City staff recommends approving the proposal when it goes before the Planning Commission on Thursday. If approved, the project would go before the Board of Supervisors this fall for the official green light. The developers aim to break ground in early 2021 and complete the first phases of homes two years later. Overall, the project will cost more than $600 million to complete.
The campus was originally built in the late 1950s to serve as the headquarters of insurance company Fireman’s Fund, which moved out in 1983. The developers signed a 99-year ground lease with UCSF for the property in 2014.
A team of architects including Jensen Architects, BAR Architects, Solomon Cordwell Buenz and Meyer + Silberberg Land Architects has been working on the design, which includes refurbishing an existing office building and adding 13 new structures.
The increased housing count resulted from feedback from city staff, District 2 Supervisor Catherine Stefani and local residents. The developers have held 170 public meetings ranging from a few residents to several dozen people to collect ideas and feedback regarding the project’s design, public spaces and uses.
“Our approach is to be really open and transparent,” Safier said. “This project is on the west side of the city, where very little has been built in the last 50 years. … This is quite a bit of change for people who currently live in the neighborhood.”
Other changes include paring down the original plan for 110,000 square feet of office and retail to just 35,000 square feet of retail. The developers also tweaked the layout so that new homes on the edges of the campus will be low-rise to integrate better into the surrounding neighborhoods. They also plan to open up new streets and more pedestrian access within the site.
“We are going to take this walled-off island and integrate it back into the city,” Safier said. “We’re transforming the site from a suburban office campus into a walkable, livable neighborhood. You currently have to walk around the site right now, but we will connect it to the neighborhood.”
Like many other large housing developments in San Francisco, 3333 California St. has stirred significant opposition from neighbors. A campaign called Save Laurel Hill wants to preserve most of the existing buildings and open space on the site. On its website, the group states that the site is “one of the last open green spaces in the neighborhood, with breathtaking, unobstructed views of downtown San Francisco.”
Last year, the Laurel Heights Improvement Association, the group behind Save Laurel Hill, pushed for the main office building to be listed on the National Register of Historic Places. The building qualified, but the developers don’t plan to list it.
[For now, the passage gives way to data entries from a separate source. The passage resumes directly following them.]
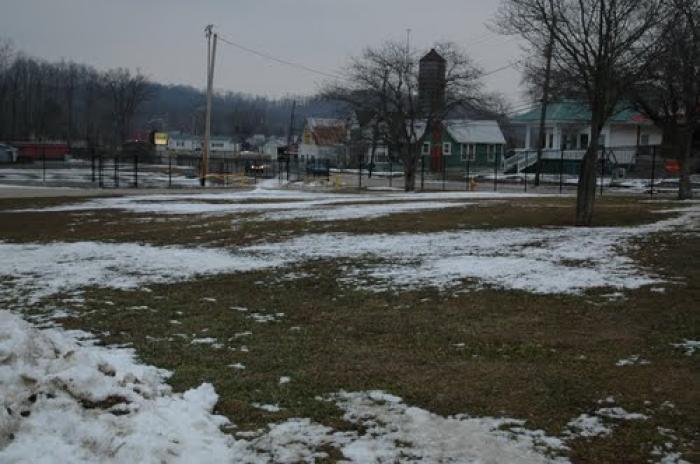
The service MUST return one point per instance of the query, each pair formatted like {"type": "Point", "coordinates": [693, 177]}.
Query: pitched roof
{"type": "Point", "coordinates": [570, 111]}
{"type": "Point", "coordinates": [432, 55]}
{"type": "Point", "coordinates": [468, 131]}
{"type": "Point", "coordinates": [327, 131]}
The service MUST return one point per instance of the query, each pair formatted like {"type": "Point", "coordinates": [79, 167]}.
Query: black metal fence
{"type": "Point", "coordinates": [637, 169]}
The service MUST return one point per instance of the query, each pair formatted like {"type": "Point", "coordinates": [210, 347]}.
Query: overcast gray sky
{"type": "Point", "coordinates": [165, 38]}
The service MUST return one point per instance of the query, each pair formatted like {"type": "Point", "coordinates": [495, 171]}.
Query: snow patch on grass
{"type": "Point", "coordinates": [634, 360]}
{"type": "Point", "coordinates": [689, 346]}
{"type": "Point", "coordinates": [65, 399]}
{"type": "Point", "coordinates": [46, 269]}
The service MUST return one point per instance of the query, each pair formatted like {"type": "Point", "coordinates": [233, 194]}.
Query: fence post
{"type": "Point", "coordinates": [527, 155]}
{"type": "Point", "coordinates": [561, 171]}
{"type": "Point", "coordinates": [359, 175]}
{"type": "Point", "coordinates": [116, 171]}
{"type": "Point", "coordinates": [653, 171]}
{"type": "Point", "coordinates": [43, 162]}
{"type": "Point", "coordinates": [391, 173]}
{"type": "Point", "coordinates": [602, 171]}
{"type": "Point", "coordinates": [444, 171]}
{"type": "Point", "coordinates": [495, 172]}
{"type": "Point", "coordinates": [170, 170]}
{"type": "Point", "coordinates": [92, 163]}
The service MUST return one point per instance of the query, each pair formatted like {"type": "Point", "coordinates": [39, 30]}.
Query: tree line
{"type": "Point", "coordinates": [613, 55]}
{"type": "Point", "coordinates": [75, 103]}
{"type": "Point", "coordinates": [608, 54]}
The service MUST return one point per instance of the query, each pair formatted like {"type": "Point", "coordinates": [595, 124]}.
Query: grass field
{"type": "Point", "coordinates": [330, 320]}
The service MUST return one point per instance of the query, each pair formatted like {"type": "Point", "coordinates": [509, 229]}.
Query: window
{"type": "Point", "coordinates": [468, 150]}
{"type": "Point", "coordinates": [583, 141]}
{"type": "Point", "coordinates": [381, 155]}
{"type": "Point", "coordinates": [491, 151]}
{"type": "Point", "coordinates": [447, 148]}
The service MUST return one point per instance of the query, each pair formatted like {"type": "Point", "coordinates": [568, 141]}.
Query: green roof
{"type": "Point", "coordinates": [574, 112]}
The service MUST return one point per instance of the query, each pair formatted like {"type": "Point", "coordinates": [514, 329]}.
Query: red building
{"type": "Point", "coordinates": [40, 150]}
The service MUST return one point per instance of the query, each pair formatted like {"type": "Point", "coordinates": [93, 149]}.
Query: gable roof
{"type": "Point", "coordinates": [468, 131]}
{"type": "Point", "coordinates": [571, 111]}
{"type": "Point", "coordinates": [327, 131]}
{"type": "Point", "coordinates": [433, 55]}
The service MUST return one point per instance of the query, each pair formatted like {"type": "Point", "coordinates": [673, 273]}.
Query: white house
{"type": "Point", "coordinates": [180, 143]}
{"type": "Point", "coordinates": [324, 139]}
{"type": "Point", "coordinates": [568, 133]}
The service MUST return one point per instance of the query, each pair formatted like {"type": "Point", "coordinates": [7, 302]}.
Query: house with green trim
{"type": "Point", "coordinates": [567, 134]}
{"type": "Point", "coordinates": [462, 142]}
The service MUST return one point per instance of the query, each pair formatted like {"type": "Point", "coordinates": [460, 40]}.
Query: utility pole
{"type": "Point", "coordinates": [211, 58]}
{"type": "Point", "coordinates": [543, 109]}
{"type": "Point", "coordinates": [290, 134]}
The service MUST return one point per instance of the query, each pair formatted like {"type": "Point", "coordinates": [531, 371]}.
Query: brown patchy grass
{"type": "Point", "coordinates": [544, 358]}
{"type": "Point", "coordinates": [234, 230]}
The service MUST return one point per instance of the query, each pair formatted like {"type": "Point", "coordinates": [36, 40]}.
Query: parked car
{"type": "Point", "coordinates": [8, 154]}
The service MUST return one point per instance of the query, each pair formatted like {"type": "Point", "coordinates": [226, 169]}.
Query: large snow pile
{"type": "Point", "coordinates": [64, 399]}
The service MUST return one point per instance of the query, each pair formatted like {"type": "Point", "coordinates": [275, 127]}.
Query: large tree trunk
{"type": "Point", "coordinates": [685, 160]}
{"type": "Point", "coordinates": [410, 166]}
{"type": "Point", "coordinates": [585, 198]}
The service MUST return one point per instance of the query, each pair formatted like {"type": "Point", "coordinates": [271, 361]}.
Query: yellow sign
{"type": "Point", "coordinates": [160, 138]}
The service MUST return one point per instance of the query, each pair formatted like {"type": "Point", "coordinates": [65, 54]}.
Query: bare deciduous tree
{"type": "Point", "coordinates": [127, 93]}
{"type": "Point", "coordinates": [602, 47]}
{"type": "Point", "coordinates": [671, 94]}
{"type": "Point", "coordinates": [383, 83]}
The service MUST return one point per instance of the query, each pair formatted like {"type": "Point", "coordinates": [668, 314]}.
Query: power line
{"type": "Point", "coordinates": [497, 70]}
{"type": "Point", "coordinates": [278, 60]}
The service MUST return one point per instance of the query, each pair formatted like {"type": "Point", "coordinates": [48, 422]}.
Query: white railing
{"type": "Point", "coordinates": [524, 158]}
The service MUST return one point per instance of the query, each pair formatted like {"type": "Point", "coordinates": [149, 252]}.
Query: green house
{"type": "Point", "coordinates": [462, 142]}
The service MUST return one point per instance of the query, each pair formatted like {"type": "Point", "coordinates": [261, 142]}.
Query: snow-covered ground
{"type": "Point", "coordinates": [81, 175]}
{"type": "Point", "coordinates": [553, 260]}
{"type": "Point", "coordinates": [65, 399]}
{"type": "Point", "coordinates": [280, 204]}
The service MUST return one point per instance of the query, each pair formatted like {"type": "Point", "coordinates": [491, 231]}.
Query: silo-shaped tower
{"type": "Point", "coordinates": [431, 83]}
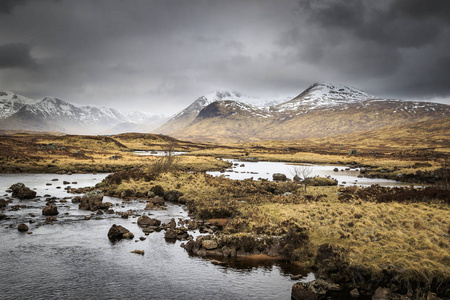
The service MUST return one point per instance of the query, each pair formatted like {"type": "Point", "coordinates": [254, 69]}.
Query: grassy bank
{"type": "Point", "coordinates": [372, 241]}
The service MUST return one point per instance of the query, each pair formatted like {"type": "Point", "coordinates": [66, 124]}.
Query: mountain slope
{"type": "Point", "coordinates": [11, 103]}
{"type": "Point", "coordinates": [186, 116]}
{"type": "Point", "coordinates": [53, 114]}
{"type": "Point", "coordinates": [320, 111]}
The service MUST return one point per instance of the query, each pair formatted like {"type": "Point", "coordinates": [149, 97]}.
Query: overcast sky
{"type": "Point", "coordinates": [159, 56]}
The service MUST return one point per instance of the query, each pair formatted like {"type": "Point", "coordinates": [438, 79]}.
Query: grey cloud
{"type": "Point", "coordinates": [16, 56]}
{"type": "Point", "coordinates": [160, 55]}
{"type": "Point", "coordinates": [7, 6]}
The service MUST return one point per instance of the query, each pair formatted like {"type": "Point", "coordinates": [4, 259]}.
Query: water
{"type": "Point", "coordinates": [265, 170]}
{"type": "Point", "coordinates": [159, 153]}
{"type": "Point", "coordinates": [74, 259]}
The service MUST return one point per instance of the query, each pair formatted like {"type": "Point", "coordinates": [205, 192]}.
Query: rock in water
{"type": "Point", "coordinates": [22, 228]}
{"type": "Point", "coordinates": [117, 232]}
{"type": "Point", "coordinates": [209, 244]}
{"type": "Point", "coordinates": [93, 201]}
{"type": "Point", "coordinates": [145, 221]}
{"type": "Point", "coordinates": [279, 177]}
{"type": "Point", "coordinates": [20, 191]}
{"type": "Point", "coordinates": [50, 210]}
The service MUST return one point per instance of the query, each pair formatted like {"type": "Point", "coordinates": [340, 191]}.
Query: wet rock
{"type": "Point", "coordinates": [158, 190]}
{"type": "Point", "coordinates": [209, 244]}
{"type": "Point", "coordinates": [3, 204]}
{"type": "Point", "coordinates": [76, 199]}
{"type": "Point", "coordinates": [170, 234]}
{"type": "Point", "coordinates": [50, 220]}
{"type": "Point", "coordinates": [50, 210]}
{"type": "Point", "coordinates": [313, 290]}
{"type": "Point", "coordinates": [118, 232]}
{"type": "Point", "coordinates": [354, 293]}
{"type": "Point", "coordinates": [381, 294]}
{"type": "Point", "coordinates": [93, 201]}
{"type": "Point", "coordinates": [20, 191]}
{"type": "Point", "coordinates": [279, 177]}
{"type": "Point", "coordinates": [22, 228]}
{"type": "Point", "coordinates": [155, 203]}
{"type": "Point", "coordinates": [145, 221]}
{"type": "Point", "coordinates": [172, 196]}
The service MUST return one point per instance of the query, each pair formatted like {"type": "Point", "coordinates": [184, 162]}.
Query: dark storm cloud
{"type": "Point", "coordinates": [16, 56]}
{"type": "Point", "coordinates": [7, 6]}
{"type": "Point", "coordinates": [161, 55]}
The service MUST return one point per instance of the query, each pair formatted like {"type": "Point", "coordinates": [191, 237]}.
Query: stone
{"type": "Point", "coordinates": [170, 234]}
{"type": "Point", "coordinates": [145, 221]}
{"type": "Point", "coordinates": [172, 196]}
{"type": "Point", "coordinates": [50, 210]}
{"type": "Point", "coordinates": [118, 232]}
{"type": "Point", "coordinates": [381, 294]}
{"type": "Point", "coordinates": [354, 293]}
{"type": "Point", "coordinates": [279, 177]}
{"type": "Point", "coordinates": [93, 201]}
{"type": "Point", "coordinates": [158, 190]}
{"type": "Point", "coordinates": [209, 244]}
{"type": "Point", "coordinates": [22, 228]}
{"type": "Point", "coordinates": [20, 191]}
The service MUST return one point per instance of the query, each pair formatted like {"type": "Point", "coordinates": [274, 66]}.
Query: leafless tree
{"type": "Point", "coordinates": [302, 173]}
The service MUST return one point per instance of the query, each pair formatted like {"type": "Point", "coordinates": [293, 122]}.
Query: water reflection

They do plan, however, to retain most of the building to reuse it for housing.
The association came up with its own plan for the project that they say will preserve the existing buildings and landscaping while creating the same number of homes. They also want the buildout of the project to take no more than three years, which is feasible according to their alternative.
The group “strongly supports” housing at the site, said Kathy Devincenzi, president of the Laurel Heights Improvement Association, but does not support retail or tearing up the existing landscaping.
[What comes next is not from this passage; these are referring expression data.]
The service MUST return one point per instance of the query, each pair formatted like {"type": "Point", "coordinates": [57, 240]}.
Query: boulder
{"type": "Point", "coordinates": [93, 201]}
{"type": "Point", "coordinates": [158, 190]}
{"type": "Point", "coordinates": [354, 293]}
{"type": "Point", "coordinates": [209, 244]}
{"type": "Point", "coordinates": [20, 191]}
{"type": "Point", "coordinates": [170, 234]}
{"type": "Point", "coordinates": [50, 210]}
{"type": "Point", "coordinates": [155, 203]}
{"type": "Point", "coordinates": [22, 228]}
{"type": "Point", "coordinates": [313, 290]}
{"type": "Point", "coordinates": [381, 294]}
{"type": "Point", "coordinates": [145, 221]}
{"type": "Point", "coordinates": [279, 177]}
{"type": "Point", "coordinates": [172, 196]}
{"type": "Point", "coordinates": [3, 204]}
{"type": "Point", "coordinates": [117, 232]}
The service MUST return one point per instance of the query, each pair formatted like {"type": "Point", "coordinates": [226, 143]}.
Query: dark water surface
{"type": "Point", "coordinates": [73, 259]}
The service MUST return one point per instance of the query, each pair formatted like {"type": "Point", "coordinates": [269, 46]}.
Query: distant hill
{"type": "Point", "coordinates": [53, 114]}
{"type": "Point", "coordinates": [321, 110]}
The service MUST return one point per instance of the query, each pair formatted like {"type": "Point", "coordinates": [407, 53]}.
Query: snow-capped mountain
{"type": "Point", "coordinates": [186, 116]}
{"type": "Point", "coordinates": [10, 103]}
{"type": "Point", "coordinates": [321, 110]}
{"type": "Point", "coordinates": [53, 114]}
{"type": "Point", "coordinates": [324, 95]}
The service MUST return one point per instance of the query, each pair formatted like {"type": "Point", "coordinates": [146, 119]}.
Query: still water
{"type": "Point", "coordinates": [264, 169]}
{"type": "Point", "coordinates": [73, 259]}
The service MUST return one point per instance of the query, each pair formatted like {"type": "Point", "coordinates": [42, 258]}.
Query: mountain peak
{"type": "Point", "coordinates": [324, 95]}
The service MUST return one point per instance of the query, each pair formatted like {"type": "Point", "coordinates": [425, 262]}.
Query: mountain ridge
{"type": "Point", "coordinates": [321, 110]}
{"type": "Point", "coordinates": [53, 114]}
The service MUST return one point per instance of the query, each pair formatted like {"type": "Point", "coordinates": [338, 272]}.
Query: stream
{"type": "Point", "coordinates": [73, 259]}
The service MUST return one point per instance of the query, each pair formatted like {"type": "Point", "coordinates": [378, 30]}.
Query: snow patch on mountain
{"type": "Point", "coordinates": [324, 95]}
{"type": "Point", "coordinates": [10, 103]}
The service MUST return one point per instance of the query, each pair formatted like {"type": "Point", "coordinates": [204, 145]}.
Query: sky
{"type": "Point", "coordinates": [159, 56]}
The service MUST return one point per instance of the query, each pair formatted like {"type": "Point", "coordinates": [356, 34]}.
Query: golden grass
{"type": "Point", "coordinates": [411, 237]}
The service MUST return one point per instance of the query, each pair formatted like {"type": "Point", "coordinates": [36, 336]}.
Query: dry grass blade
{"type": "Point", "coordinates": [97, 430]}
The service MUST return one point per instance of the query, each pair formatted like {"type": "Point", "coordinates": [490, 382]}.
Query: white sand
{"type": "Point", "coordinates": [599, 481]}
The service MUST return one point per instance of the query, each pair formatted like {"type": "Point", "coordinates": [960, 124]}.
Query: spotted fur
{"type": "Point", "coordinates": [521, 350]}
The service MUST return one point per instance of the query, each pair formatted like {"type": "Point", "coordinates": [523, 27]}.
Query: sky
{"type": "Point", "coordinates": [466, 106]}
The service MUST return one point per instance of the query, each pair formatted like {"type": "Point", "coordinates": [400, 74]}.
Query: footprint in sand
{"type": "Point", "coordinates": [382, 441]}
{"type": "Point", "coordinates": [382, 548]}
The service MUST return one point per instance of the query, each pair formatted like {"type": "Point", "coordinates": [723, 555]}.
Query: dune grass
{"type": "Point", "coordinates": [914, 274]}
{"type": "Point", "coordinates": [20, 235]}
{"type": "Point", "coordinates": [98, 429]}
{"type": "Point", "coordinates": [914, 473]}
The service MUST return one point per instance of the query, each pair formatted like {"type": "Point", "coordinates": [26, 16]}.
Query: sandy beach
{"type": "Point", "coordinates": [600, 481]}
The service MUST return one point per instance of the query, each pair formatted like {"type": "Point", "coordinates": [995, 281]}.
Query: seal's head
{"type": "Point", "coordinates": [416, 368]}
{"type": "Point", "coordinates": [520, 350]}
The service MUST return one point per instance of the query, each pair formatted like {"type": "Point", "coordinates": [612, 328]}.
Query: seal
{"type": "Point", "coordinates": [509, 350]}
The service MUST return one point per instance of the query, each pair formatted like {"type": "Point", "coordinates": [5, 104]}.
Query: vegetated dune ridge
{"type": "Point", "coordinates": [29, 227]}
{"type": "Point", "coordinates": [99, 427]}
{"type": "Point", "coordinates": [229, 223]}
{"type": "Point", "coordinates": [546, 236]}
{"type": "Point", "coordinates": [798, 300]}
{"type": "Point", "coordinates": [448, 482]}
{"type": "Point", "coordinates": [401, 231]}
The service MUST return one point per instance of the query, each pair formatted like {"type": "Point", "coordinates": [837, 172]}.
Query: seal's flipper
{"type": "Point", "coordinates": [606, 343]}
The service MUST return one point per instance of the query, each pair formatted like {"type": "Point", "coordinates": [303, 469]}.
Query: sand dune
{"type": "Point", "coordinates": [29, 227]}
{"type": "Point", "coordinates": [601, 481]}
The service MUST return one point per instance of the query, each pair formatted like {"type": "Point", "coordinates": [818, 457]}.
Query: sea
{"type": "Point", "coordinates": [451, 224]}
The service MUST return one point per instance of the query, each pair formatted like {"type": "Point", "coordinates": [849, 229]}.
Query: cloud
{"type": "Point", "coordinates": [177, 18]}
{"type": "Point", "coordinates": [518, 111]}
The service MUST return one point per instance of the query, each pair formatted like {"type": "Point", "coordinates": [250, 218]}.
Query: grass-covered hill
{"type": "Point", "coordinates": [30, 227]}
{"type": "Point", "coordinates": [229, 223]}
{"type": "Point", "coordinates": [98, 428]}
“The developers’ proposed open space is mostly concrete paving with planter boxes along the sides,” she said. “The developer proposes to remove all of the natural green space.”
Meanwhile, about a half mile away from 3333 California, TMG Partners and Grosvenor Americas plan 273 homes at 3700 California St., the site of the California Pacific Medical Center hospital that will close next year. Combined, the two California Street projects would inject more than 1,000 new homes in the area straddling Laurel Heights and Presidio Heights.
“There’s this incredible opportunity to knit the neighborhood fabric back together,” Matt Field, president of TMG Partners, told the Business Times in May. “It’s exciting to build a project where the plan grew out of the community consensus.”